Dr. Mathruprem who could and did always take losses—big and small—easily and understandingly, got too wild over the breakage and was roughly scolding his wife for   her carelessness.
Unused to commotion and as also being surprised over that day's angersome attitude of her ever good-natured son, the Doctor's mother came and saw things to herself. She grasped the situation and addressing her son she said "Why son, do you give yourself to this mad fit of anger over so trifle a matter? Snehalata — your wife, didn't break them wantonly. Just calmly reflect how you would have reacted were these curios met the fate they have, by your very hands. Nothing can be more valuable than mental peace. Erase off from your mind the notion of loss and stop hurting your wife and yourself."
Anger clouds the faculty of discrimination and as such, his mother’s words of wisdom only angered the Doctor all the more. In that infuriated state, he stood up picking up a metal flower vase and yelling 'Who are you to interfere in our affairs?' forcefully flung the heavy vase at his feeble old mother. So abruptly did the Doctor act that neither his wife who stood nearby nor his mother at whom the vase was thrown could block or otherwise ward it off.
The weighty vase hit her hard. With shrieks of pain, his mother fell down with bleeding head injuries.
Doctor's wife also raised a cry of grief and ran near her unconscious mother-in-law. The Doctor stood still, stupefied and stunned.
All this hubbub mustered the neighbors to the scene of the incident and someone from them phoned for the ambulance and another summoned the Police.
The ambulance and the Police vans arrived. The unconscious mother was removed to the hospital and the weeping Doctor was gently taken to the Police station.
Whether committed knowingly or unknowingly, a crime is a crime all the same. The Police, therefore, registered a criminal case against the Doctor and enlarged him on bail.
The Repentant Mathruprem then rushed to the hospital and with remorseful tears he mutely stood beside the cot whereon lay his most beloved mother still unconscious. After some hours, she regained consciousness but could not speak because of her choked vocal chord. But, by not yielding to the administration of medicine or force-feeding, she tacitly informed the medical men attending upon her that she no more wished to live. The hospital authorities pursued their treatment without success. Apparently, they knew not that no power can keep alive one who very resolutely wills to die. Subsequently, on the fourth day Dr. Mathruprem's mother breathed her last.
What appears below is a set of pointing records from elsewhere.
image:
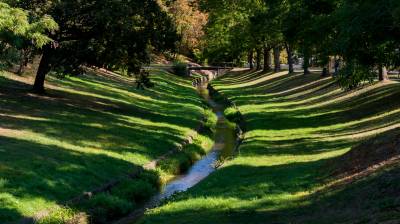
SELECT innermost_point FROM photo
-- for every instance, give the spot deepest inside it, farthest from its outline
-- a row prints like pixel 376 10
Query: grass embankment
pixel 87 131
pixel 301 161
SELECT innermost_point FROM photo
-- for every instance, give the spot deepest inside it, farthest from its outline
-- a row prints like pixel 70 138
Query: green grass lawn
pixel 299 129
pixel 83 133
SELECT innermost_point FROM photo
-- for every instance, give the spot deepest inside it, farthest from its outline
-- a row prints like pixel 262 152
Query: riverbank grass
pixel 301 130
pixel 86 131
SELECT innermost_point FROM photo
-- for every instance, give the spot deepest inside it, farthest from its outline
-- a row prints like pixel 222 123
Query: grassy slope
pixel 85 132
pixel 298 127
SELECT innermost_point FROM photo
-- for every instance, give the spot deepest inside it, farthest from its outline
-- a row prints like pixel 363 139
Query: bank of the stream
pixel 226 139
pixel 88 132
pixel 301 161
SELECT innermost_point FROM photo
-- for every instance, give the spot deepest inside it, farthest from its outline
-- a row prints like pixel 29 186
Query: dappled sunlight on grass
pixel 297 125
pixel 85 132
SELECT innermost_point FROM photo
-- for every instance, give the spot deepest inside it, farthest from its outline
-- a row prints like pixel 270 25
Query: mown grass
pixel 298 126
pixel 84 132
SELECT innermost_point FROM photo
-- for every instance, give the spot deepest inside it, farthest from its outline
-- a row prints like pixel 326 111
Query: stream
pixel 224 146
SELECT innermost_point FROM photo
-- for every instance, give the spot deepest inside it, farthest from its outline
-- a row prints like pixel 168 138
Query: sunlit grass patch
pixel 298 126
pixel 86 131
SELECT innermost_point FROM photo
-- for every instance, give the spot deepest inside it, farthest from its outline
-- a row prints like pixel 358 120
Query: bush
pixel 353 75
pixel 63 216
pixel 233 115
pixel 180 69
pixel 210 120
pixel 104 208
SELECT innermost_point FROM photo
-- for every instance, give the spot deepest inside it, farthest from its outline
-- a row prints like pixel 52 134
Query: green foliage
pixel 354 74
pixel 210 120
pixel 106 128
pixel 294 138
pixel 63 216
pixel 180 69
pixel 104 208
pixel 232 114
pixel 136 190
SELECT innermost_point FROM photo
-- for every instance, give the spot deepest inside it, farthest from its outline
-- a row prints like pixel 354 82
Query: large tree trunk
pixel 277 60
pixel 44 68
pixel 267 59
pixel 258 59
pixel 383 75
pixel 250 58
pixel 306 63
pixel 290 58
pixel 21 62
A few months thereafter, the Doctor was tried by the Sessions Court on a charge of causing grievious hurt. Taking into consideration the mitigating circumstances, the fine past conduct of the Doctor and the unbalanced state of mind in which he unintentionally committed the offence, the Court took a lenient view and felt that the ends of justice would be met through a light punishment. Accordingly, the learned Judge sentenced the Doctor to 18 months' rigorous imprisonment.
The Doctor remained behind the bars for some months, got the remaining portion of his sentence remitted by the Home Department and came out of the prison.
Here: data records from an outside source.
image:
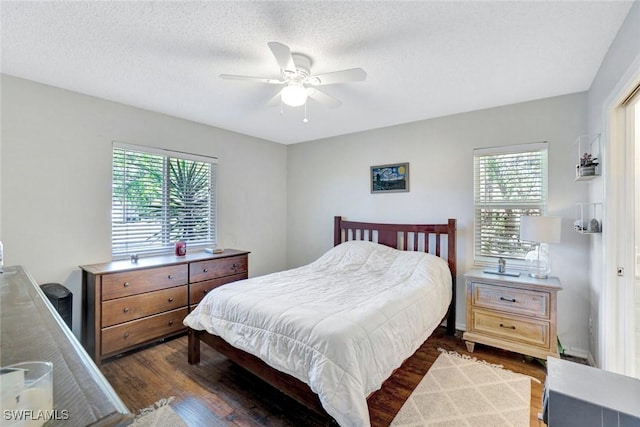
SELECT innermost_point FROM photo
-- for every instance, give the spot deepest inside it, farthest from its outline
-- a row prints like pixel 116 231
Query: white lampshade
pixel 541 229
pixel 294 95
Since his release from the prison. Dr. Mathruprem has become mentally deranged and is also unable to use the hand which dealt death to his reverend mother.

Very often, we perforce act under the irrepressible impulses born of past latencies. This is too true in the case of Doctor Mathruprcm. Because, like everyone, when under the spell of the dictates of the inexorable destiny, the Doctor also acted spontaneously and without reflection. In this interdependent life, to a very great extent it is preordained as to how, when and in the hands of whom one shall profit or perish. Excepting through this rational theory of karma, the inconceivable conduct of Dr. Mathruprem must remain unexplained.